Tough task for Felix Mlusu

Budget records K238 billion deficit in first half

Lauryn Nyasulu

Finance Minister Felix Mlusu has an enormous task ahead of him this morning, when he has to convince Malawians that the K2.2 trillion 2020/21 national budget presented to Parliament on September 11 last year is still on track.

Obviously, circumstances have significantly changed since Mlusu presented the budget, with the economy facing additional challenges including the second wave of the Covid pandemic which, according to President Lazarus Chakwera, has left Malawi requiring $230 million (about K179.4 billion) to mount a good challenge.

But Mlusu’s headache definitely comes when he peeps into the national kitty, where the figures remain far from impressive, with revenue being heavily dwarfed by expenditures and prospects remaining hazy.


Cumulative figures from the Reserve Bank of Malawi show that, from June to December, the country collected tax amounting to K684.5 billion while expenditures were recorded at K922.2 billion.

The highest revenue collection was recorded in December at K149.7 billion while November was the worst of the six months at K93.7 billion.

On the expenditure side, December had the highest expenditure at K231.9 billion while August had the lowest expenditure at K109.8 billion.


During the first half, the budget faced a deficit of K238 billion.

Economics Association of Malawi President Lauryn Nyasulu said the economists body expects that the budget review will come out clear on how resources provided for Covid are being managed.

“It will be important for the government to shed more light on how it will minimise accumulation of more debt and domestic debt in particular.

“With debt to GDP [gross domestic product] ratio of over 65 percent and projected to be over 70 percent in 2021, government needs to shed more light on the debt retirement plan of some of the old debt,” Nyasulu said.

On its part, the Malawi Confederation of Chambers of Commerce and Industry Director of Business Environment and Policy Advocacy Madalitso Kazembe said the Covid crisis had thrown the 2020-21 budget into disarray as government revenue collections have plunged due to the challenging business environment arising from the impact of Covid.

“As a consequence of that, we do expect the deficit for the soon-to-be concluded year to rise. Even for the coming fiscal year, some uncertainty may persist on revenue and expenditure [levels] as the economy recovers,” Kazembe said.

Farmers Union of Malawi President Frighton Njolomole said farmers had high expectations on the budget review.

Njolomole said, over the years, the country’s farmers have struggled due to lack of market opportunities, adding that they expect Mlusu to commit resources to Agricultural Development and Marketing Corporation to allow it to move early into the market and buy produce at recommended prices.

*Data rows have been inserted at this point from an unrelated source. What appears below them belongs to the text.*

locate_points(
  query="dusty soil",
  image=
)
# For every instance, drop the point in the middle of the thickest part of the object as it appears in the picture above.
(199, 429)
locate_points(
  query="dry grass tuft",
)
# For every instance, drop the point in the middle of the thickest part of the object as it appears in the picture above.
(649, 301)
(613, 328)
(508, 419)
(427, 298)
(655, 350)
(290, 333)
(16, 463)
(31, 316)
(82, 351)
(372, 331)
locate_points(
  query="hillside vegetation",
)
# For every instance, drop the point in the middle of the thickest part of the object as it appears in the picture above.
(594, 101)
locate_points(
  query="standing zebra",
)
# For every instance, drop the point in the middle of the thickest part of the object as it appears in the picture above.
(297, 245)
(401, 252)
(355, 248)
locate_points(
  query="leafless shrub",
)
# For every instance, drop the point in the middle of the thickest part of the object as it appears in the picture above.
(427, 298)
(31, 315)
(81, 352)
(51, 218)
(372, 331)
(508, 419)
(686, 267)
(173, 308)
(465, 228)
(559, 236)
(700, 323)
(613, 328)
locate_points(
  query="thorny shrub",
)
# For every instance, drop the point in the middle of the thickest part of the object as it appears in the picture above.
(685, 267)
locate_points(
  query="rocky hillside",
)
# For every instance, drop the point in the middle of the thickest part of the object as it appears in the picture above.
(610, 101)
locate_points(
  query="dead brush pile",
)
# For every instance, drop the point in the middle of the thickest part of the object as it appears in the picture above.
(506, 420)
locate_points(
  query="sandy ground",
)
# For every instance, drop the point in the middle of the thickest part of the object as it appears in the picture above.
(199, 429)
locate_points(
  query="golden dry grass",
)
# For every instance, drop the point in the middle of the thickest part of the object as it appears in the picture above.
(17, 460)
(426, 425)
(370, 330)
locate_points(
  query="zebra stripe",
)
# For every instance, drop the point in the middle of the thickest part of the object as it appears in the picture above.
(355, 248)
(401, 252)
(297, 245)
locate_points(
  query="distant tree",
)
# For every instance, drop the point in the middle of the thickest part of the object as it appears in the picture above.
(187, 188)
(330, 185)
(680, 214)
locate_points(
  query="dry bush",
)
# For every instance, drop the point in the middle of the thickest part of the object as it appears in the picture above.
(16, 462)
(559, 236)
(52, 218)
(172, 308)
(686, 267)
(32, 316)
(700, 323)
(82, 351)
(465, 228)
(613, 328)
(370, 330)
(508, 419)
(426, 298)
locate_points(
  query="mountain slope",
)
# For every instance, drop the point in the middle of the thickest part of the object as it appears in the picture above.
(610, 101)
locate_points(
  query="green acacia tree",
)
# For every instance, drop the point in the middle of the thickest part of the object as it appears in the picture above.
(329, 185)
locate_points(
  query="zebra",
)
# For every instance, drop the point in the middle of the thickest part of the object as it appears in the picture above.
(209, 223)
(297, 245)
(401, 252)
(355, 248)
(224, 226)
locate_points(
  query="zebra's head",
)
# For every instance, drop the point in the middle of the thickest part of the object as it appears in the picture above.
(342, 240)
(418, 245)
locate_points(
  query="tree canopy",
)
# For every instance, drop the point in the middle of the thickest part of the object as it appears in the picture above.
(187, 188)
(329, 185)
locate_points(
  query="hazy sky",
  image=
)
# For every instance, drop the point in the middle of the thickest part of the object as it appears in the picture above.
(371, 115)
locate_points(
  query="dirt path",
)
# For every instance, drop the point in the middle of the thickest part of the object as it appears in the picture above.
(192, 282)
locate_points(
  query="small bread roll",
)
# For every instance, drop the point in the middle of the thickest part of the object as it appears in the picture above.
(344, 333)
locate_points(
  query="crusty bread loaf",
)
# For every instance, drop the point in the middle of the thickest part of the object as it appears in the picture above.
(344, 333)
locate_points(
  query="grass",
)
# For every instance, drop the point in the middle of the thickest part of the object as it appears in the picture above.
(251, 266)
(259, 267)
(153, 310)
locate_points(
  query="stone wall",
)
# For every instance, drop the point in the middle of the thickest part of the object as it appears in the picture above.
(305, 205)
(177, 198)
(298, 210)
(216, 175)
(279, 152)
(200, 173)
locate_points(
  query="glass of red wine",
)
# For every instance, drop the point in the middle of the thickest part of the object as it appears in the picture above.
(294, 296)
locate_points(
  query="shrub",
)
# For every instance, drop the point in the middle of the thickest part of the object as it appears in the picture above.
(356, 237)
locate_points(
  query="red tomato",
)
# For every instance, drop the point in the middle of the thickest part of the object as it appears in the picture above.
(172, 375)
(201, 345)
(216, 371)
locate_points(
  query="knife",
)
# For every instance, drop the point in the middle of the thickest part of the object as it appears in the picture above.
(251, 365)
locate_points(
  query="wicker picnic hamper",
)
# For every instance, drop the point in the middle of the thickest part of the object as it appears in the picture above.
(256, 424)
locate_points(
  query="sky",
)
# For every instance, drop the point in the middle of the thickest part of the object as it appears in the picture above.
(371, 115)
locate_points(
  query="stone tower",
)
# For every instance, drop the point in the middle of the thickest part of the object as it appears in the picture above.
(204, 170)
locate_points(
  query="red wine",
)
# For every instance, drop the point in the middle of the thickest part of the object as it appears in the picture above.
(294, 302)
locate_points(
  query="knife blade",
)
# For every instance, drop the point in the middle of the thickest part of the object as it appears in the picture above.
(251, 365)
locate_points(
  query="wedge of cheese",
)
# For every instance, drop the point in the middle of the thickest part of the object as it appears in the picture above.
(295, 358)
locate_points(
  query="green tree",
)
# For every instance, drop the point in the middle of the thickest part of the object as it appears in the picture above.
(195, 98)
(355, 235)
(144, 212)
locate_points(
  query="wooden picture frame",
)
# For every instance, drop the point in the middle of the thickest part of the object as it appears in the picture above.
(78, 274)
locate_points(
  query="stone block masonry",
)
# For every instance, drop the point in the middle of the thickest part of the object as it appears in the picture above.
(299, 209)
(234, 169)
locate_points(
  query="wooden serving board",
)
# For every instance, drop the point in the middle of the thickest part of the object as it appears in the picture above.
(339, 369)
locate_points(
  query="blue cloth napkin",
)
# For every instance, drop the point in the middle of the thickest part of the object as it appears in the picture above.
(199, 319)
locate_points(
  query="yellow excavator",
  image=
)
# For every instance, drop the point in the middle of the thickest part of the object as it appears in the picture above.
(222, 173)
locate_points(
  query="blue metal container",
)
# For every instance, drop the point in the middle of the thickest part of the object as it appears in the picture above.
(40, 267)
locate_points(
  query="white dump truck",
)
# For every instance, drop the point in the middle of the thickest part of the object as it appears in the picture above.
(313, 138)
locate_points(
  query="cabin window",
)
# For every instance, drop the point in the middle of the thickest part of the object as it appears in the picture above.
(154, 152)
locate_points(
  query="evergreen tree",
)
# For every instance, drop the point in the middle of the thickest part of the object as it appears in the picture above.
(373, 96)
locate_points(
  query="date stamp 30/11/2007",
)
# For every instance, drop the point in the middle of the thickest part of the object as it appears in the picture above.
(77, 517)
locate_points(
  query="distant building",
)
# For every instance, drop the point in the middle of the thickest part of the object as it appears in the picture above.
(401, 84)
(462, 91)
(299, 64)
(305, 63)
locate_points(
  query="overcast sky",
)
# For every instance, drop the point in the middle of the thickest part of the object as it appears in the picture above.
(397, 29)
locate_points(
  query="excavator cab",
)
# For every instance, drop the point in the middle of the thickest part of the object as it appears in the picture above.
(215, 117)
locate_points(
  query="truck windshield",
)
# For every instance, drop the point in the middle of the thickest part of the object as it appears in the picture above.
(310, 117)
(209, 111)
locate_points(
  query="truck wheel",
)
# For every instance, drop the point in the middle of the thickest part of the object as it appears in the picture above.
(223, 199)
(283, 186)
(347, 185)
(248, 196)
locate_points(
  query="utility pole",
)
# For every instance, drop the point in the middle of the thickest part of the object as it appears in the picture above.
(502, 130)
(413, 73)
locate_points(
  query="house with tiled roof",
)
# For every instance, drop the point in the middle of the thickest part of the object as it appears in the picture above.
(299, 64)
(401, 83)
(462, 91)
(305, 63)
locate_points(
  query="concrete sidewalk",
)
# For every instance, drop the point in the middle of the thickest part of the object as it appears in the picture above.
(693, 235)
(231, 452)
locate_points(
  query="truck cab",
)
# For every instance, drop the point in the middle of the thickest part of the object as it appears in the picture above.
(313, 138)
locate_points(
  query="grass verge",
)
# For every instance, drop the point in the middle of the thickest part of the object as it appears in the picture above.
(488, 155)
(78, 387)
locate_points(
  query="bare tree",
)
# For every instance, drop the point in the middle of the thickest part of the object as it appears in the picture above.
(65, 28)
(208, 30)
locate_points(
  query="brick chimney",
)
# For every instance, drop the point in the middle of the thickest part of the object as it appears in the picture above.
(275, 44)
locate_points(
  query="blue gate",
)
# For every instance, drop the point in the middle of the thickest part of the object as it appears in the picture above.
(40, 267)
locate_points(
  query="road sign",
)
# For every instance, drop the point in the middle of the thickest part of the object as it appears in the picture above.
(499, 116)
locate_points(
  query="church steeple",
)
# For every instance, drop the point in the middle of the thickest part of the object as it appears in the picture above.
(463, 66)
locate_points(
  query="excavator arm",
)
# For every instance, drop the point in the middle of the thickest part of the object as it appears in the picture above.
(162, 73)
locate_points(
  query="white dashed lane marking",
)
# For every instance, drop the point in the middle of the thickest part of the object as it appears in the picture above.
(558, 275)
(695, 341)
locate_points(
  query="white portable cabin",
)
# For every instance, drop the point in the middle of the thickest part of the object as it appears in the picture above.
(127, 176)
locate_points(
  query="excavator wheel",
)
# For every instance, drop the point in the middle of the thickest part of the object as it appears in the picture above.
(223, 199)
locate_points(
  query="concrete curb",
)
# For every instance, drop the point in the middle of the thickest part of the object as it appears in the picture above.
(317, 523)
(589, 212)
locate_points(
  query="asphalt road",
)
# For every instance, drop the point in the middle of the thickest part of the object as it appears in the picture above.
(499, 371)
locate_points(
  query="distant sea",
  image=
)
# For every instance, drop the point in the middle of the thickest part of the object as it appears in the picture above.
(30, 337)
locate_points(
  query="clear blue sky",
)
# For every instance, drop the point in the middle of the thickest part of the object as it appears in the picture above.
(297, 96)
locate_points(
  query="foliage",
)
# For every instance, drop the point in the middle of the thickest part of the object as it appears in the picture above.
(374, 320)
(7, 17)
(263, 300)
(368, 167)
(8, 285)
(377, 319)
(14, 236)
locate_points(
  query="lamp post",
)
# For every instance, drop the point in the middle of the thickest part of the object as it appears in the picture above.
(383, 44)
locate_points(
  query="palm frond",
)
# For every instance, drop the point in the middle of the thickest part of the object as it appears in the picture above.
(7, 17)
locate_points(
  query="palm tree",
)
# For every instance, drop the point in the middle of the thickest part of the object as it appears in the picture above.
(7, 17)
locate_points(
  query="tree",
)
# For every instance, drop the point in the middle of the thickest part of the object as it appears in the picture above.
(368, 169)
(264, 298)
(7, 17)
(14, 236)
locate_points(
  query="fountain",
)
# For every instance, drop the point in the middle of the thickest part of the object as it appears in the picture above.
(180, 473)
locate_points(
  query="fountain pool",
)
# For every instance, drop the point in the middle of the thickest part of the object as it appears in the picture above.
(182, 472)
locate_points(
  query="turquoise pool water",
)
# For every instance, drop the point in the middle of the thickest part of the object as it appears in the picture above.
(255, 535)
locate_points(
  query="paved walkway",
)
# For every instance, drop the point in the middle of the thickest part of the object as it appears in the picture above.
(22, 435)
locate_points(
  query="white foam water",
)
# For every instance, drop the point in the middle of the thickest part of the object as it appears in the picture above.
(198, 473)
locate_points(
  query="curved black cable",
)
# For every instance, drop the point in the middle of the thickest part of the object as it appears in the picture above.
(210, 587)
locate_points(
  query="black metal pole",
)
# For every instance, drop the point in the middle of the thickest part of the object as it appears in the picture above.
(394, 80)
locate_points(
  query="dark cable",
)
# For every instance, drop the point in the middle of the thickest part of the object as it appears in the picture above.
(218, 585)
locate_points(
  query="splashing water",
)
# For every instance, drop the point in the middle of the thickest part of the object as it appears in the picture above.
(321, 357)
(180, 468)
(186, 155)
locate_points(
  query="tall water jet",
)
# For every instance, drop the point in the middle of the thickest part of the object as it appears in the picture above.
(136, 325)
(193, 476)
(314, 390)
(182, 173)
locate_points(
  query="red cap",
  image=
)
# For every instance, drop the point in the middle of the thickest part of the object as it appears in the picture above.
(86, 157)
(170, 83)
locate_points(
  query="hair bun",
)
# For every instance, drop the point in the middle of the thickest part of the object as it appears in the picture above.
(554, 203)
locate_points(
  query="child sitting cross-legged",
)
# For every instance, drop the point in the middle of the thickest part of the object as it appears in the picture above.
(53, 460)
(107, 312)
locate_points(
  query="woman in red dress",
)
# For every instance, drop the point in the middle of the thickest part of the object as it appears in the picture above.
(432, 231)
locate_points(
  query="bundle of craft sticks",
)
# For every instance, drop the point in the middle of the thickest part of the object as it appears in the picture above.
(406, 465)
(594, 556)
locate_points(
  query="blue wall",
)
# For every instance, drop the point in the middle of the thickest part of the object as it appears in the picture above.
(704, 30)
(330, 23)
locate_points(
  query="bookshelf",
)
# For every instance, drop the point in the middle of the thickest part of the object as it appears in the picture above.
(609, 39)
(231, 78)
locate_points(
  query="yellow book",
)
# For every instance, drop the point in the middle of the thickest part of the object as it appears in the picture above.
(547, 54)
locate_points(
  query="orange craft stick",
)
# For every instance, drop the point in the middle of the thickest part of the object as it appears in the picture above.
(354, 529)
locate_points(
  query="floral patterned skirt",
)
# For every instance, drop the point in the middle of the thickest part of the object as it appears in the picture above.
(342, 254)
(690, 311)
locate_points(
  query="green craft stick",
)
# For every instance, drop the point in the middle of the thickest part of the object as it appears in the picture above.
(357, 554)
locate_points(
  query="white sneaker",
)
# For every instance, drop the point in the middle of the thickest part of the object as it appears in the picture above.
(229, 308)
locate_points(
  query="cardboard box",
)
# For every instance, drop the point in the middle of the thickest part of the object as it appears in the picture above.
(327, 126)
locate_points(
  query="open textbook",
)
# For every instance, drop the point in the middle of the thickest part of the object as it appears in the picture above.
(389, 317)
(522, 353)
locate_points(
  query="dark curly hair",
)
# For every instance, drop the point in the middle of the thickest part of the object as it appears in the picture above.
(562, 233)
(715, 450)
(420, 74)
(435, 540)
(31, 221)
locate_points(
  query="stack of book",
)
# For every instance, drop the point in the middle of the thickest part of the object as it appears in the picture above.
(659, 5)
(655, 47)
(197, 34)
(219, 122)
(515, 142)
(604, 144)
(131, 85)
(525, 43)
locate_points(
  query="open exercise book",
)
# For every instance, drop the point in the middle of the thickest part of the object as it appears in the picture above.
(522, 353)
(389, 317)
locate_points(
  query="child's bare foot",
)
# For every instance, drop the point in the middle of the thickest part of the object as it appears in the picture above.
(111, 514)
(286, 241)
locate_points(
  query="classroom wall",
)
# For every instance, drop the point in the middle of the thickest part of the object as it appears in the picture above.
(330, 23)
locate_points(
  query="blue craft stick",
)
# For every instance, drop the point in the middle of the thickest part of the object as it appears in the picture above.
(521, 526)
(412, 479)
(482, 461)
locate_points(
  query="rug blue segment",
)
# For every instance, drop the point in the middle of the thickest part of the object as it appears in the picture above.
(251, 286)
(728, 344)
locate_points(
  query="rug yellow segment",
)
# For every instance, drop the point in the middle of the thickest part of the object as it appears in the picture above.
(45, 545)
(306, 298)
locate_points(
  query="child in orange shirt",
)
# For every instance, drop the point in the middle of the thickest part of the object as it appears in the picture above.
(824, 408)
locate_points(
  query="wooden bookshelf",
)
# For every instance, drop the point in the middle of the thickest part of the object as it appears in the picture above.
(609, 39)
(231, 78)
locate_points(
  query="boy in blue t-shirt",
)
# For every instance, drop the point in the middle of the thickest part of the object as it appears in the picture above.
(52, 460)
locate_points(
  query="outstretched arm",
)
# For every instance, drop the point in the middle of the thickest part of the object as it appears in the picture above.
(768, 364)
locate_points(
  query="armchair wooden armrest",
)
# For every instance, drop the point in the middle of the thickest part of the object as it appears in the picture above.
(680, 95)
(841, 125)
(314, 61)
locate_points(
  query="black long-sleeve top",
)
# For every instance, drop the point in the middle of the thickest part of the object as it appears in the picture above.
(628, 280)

“We need to rescue farmers from unscrupulous traders,” Njolomole said.

On his part, Indigenous Businesses Association of Malawi President Mike Mlombwa said they expected Mlusu to announce policies that would help to jump-start most of the local businesses, which have been heavily affected by coronavirus preventive restrictions.

Mlusu recently indicated that he is counting on development partners’ support to Covid response programme to help the Treasury save the budget from collapsing.

“Obviously, the emergency spending will affect the national budget but we are receiving very good support from our development partners,” Mlusu said.